None of their friends covered their noses. Belle and Cullen approached, and he spoke to Solas and Bull, who wore a kind of sorrowful and knowing disdain on their features. They talked about the way the betrayal stung Max. They sighed. They talked about the way the betrayal stung them.

Belle listened in silence, which was not normal for her. She was always involved in whatever conversation was going on around her. It was one of her most obnoxious traits, she’d been told. Too involved, too opinionated, too aggressive. She listened then because she didn’t know what to say. The betrayal hurt her, too, but it was the question of forgiveness that occupied her thoughts.

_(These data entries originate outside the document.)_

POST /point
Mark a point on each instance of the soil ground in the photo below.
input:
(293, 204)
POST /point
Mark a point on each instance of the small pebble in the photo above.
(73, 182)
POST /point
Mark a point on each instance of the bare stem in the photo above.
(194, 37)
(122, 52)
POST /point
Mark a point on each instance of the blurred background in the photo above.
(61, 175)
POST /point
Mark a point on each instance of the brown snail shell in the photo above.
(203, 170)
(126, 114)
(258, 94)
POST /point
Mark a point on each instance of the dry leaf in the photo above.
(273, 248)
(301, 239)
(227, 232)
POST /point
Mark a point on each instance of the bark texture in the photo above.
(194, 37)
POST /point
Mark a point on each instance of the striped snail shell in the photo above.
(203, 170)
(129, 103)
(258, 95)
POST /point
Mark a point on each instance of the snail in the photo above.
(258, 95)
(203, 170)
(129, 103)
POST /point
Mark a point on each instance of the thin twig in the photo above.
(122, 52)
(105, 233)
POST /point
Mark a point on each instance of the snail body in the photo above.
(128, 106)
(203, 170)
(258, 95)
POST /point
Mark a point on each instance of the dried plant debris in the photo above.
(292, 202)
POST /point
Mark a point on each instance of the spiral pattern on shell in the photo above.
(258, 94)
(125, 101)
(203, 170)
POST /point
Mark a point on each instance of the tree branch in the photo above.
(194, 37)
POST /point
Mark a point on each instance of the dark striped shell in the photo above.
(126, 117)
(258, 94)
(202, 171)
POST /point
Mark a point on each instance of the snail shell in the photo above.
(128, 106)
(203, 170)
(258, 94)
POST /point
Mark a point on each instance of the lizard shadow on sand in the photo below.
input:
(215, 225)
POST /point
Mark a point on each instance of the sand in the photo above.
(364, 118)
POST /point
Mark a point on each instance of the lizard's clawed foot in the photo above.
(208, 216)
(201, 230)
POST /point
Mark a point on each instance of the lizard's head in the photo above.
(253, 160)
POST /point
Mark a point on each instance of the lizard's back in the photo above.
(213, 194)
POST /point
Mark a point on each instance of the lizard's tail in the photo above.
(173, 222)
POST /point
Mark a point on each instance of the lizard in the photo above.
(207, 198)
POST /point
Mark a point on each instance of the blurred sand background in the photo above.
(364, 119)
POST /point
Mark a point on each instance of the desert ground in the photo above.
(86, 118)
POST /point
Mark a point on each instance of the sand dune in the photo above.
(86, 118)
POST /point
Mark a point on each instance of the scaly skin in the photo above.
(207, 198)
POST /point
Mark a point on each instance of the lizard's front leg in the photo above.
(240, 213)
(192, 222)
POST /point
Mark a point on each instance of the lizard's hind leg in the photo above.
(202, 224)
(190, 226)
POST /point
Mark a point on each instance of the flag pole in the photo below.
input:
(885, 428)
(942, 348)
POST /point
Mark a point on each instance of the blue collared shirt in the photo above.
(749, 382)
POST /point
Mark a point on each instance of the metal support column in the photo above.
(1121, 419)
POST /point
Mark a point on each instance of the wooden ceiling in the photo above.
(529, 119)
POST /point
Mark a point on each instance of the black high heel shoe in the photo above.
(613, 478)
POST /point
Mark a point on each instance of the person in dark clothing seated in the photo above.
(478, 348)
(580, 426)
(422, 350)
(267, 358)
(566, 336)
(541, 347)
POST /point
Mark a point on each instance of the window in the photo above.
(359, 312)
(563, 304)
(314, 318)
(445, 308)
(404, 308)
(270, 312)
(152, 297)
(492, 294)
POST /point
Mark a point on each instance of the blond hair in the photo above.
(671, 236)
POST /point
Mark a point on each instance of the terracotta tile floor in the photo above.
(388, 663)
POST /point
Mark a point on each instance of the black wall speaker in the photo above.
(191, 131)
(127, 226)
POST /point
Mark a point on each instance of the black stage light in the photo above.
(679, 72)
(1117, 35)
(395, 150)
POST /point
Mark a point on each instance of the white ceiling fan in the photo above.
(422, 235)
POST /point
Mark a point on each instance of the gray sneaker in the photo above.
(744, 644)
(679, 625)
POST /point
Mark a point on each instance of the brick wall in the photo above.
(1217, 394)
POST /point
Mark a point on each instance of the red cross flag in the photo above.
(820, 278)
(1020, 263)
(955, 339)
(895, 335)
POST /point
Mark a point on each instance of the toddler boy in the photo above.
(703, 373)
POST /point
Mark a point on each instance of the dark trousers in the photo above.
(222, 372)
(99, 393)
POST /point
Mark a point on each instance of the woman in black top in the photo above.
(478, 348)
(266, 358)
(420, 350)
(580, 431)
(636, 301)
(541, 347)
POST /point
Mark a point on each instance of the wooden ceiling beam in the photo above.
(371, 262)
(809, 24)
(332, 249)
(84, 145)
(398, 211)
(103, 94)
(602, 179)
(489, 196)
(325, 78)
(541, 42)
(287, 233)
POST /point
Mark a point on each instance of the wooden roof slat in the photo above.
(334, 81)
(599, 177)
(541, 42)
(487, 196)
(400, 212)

“Good men do bad things, too,” said Cole from beside her, startling her. His voice was soft enough not to disturb the other men’s discussion. Belle backed away from Cullen to speak with the ethereal boy. Under his wide-brimmed hat, he almost always seemed troubled. That must have been what it was like to be able to hear everyone’s thoughts all day and night. There had to have been a darkness in it.

“I know,” she said.

“You know. They don’t. It’s twisted up in bad. Good can’t outweigh bad. But it’s wrong. It’s a choice, always a choice. They like redemption stories because they sound nice, but they don’t believe. Forgiveness is not a lie their mothers told. Not a lie the Chantry told.”

“I know,” she said again. She felt stupid repeating herself. “Did you know about Blackwall being Rainier?”

“He wasn’t what he said. But he covered it. ‘Not him anymore. Be better. Be better.’ I didn’t know why.”

Cullen laid a hand on her shoulder. “You do not have to go in if you would rather stay out here.”

“I’ll be fine. This isn’t my first time in a prison.” Belle turned to speak to Cole again, but he had moved to stand beside Solas without her noticing.

The smell was worse inside. It was compacted and murky, and it all but destroyed every molecule of free-floating oxygen. She had half expected to hear tortured screams when she went in, like in the movies or at the amusement parks or haunted jails. Instead, her ears were met with a creeping quiet. A cough here and a loud sniff there flicked at the silence, not enough to shatter it.

Past an open, barred door, Max’s voice managed to pierce the bloated silence. “I suppose that’s everything I wanted to know.”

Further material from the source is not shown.